Ultimately, it doesn't matter what we do or don't
do, what we say, or how we say it, only that they have the opportunity and the
convenient excuse to seize the moment to foment terror, and then fall back upon
a twisted fairy tale that we are merely witnessing the natural reaction to our
unbelievable temerity to question the validity or ethical reasonableness of an
ideology based on conformity, oppression, and violence in the name of God.
So this is where we are today. We not only
condone the creation of Piss
Christ, but bankroll the "artist" with
taxpayer funds via the National Endowment of the Arts. Then we tell American
citizens who object to having their hard-earned dollars prop up anti-Christian
trash that they cannot trample upon the free speech of the artist. When
the artwork (not the artist) was attacked and destroyed by protestors, the gallery director, Eric Mézil, said it would reopen
with the destroyed works on dispaly "so people can see what barbarians can
do". It is worth mentioning that the aforementioned objet d'art
was afforded protection behind thick plexiglass and extra guards, security conspicuously
absent on September 11, 2012 in our embassies.
In contrast, when confronted with the moral
inconsistencies and excesses of acts of murder and violence, we don't recoil in
terror and threaten strong retaliatory measures, but rather backpedal,
fabricate context, and obsequiously and profusely apologize. As White House
Press Secretary Jay Carney stated, it was “a film we have judged to be
reprehensible and disgusting." That’s right Mr. Carney, the film was reprehensible,
but the acts of murder and destruction, they were, well understandable. After
all, parody of religion has always been punishable by death…oh that’s in
countries run by radical Moslem jihadists. Not America. Not yet, anyway.
Our French counterparts are also floating in the
pick juice of political correctness. As Dalil Boubakeur,
first president of the French Council of the Muslim Faith once intoned, “Words have a price, one can kill with a
word. Freedom of expression stops at the point at which it does damage and the
Muslim community feels insulted.”
Moreover, regional responses to the embassy
massacres should stand as proof of the rhetorical and political aims endemic in
radicalized Moslem organizations. In “reaction” to the video in question, Sheik Hassan Nasrallah, leader of the militant
group Hezbollah, called for an international ban on insulting Islam, stating:
"Since you officially represent the governments and states of the Muslim
world you should impose on the United States, Europe and the whole world that
our prophet, our Quran and our holy places and honor of our Prophet be
respected." In Saudi Arabia, the Human Rights Commission of
the Organisation of Islamic
Cooperation (OIC), which has 57 members, has requested
"an international code of conduct for media and social media to disallow
the dissemination of incitement material". Such inflammatory rhetoric flies in the face
of the separation of church and state, something liberals regularly remind us
should a public high school have a prayer during a graduation ceremony.
These
attitudes and behaviors are, ironically, most problematic for the peace-loving,
progressively-oriented Moslems, whose voices have been silenced or removed by their
oppressors, or marginalized by our own media, which is complicit in the
stratagem of discounting their concerns in the name of political correctness.

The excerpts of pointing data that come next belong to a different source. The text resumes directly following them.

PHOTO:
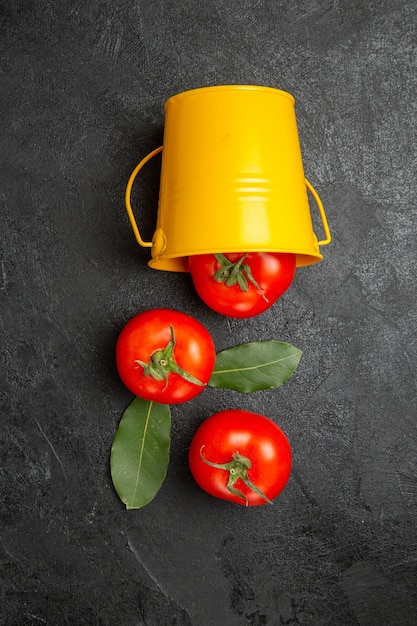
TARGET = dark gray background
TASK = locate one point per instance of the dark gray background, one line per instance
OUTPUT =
(81, 102)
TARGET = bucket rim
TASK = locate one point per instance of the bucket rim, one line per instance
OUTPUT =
(230, 87)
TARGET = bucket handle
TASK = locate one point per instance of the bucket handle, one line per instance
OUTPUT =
(141, 242)
(149, 244)
(320, 206)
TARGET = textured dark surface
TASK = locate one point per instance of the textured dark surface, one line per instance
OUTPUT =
(82, 89)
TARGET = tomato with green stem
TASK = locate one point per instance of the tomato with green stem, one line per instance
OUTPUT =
(240, 456)
(165, 356)
(242, 284)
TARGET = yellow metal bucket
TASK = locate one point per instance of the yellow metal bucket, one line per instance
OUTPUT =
(232, 178)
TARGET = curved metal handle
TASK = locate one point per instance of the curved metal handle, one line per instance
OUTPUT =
(322, 214)
(141, 242)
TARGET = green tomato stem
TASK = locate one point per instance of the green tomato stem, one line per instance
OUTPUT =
(236, 273)
(162, 363)
(238, 469)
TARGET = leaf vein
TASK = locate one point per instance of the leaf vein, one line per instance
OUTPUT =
(252, 367)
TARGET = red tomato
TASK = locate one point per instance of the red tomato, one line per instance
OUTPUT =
(240, 456)
(241, 285)
(165, 356)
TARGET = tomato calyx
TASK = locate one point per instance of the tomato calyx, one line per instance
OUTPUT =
(238, 469)
(231, 273)
(162, 363)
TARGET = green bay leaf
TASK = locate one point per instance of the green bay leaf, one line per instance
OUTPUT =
(255, 366)
(140, 452)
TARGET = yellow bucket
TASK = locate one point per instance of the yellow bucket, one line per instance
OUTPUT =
(232, 178)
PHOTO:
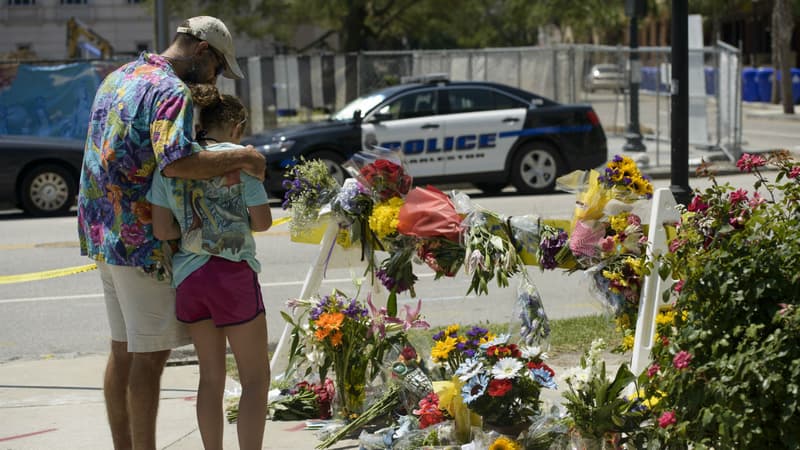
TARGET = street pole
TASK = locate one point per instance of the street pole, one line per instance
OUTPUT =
(161, 26)
(679, 97)
(633, 134)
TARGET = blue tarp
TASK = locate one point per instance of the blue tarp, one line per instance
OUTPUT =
(49, 101)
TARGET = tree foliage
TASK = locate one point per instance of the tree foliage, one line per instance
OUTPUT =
(409, 24)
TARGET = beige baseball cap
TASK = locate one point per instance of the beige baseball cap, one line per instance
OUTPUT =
(213, 31)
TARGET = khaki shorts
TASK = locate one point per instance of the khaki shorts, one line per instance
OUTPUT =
(141, 310)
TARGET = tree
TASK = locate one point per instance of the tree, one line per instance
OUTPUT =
(782, 24)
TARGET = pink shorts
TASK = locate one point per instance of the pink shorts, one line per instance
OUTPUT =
(224, 291)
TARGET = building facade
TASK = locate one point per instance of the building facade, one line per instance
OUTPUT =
(38, 28)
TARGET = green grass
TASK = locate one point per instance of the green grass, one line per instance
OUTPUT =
(566, 336)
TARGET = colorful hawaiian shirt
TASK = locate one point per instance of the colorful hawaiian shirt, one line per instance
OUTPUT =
(141, 120)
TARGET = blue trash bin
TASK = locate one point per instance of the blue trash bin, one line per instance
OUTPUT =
(764, 81)
(711, 81)
(749, 85)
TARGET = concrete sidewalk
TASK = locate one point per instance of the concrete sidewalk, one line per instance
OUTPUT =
(58, 404)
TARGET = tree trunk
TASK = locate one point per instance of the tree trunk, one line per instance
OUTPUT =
(782, 23)
(354, 29)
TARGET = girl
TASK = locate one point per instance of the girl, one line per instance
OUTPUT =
(215, 271)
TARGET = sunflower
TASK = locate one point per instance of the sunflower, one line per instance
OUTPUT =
(504, 443)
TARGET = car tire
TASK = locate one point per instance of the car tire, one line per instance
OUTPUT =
(334, 162)
(491, 188)
(48, 190)
(535, 168)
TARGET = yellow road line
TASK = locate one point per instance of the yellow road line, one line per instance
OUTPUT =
(36, 276)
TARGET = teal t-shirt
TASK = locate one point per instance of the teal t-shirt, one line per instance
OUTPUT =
(212, 215)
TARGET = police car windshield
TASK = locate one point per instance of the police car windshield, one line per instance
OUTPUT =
(363, 103)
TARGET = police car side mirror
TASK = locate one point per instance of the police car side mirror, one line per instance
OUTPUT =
(379, 117)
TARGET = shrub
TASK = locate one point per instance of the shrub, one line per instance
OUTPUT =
(727, 368)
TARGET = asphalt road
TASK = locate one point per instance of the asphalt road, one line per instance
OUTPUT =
(66, 316)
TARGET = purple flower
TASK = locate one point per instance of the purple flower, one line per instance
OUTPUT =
(354, 310)
(549, 248)
(133, 234)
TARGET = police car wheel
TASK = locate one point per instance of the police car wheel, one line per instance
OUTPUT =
(48, 190)
(334, 163)
(535, 168)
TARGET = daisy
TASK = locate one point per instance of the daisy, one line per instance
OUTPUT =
(506, 368)
(469, 369)
(475, 388)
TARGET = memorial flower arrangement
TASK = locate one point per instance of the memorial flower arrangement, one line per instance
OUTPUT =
(606, 239)
(598, 409)
(309, 186)
(342, 334)
(503, 382)
(736, 323)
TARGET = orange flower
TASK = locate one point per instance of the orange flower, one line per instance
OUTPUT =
(328, 322)
(321, 333)
(336, 338)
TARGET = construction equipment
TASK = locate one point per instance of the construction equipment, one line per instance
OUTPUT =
(80, 36)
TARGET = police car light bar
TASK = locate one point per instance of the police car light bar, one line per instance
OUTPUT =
(429, 78)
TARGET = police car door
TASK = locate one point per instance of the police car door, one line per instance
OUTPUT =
(409, 123)
(479, 125)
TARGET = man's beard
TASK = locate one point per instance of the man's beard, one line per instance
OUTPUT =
(193, 74)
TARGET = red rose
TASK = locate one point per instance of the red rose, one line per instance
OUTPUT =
(540, 365)
(499, 388)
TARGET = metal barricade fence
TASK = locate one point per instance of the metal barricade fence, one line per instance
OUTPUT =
(278, 87)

These people also live in very real fear from truly xenophobic extremist
groups, such as neo-Nazis, as well as misguided, stupid, or just evil
individuals who cannot seem to accept people who don’t have the same skin color
or faith. And so they must straddle evil from both sides, a difficult, if not
impossible job.
In the end analysis, we can no longer bury our proverbial
collective hands in the sand. We must start dealing realistically with these
kinds of acts and the ideology that fuels them. We must quit hiding behind
political correctness, or we will find ourselves ensnared in an ideology that
will continue to undermine not only the values of many peace-loving Moslems, but
Western society in general. As the Muslim cleric Omar Bakri Mohammed once threatened: “We
will use your democracy to destroy your democracy.”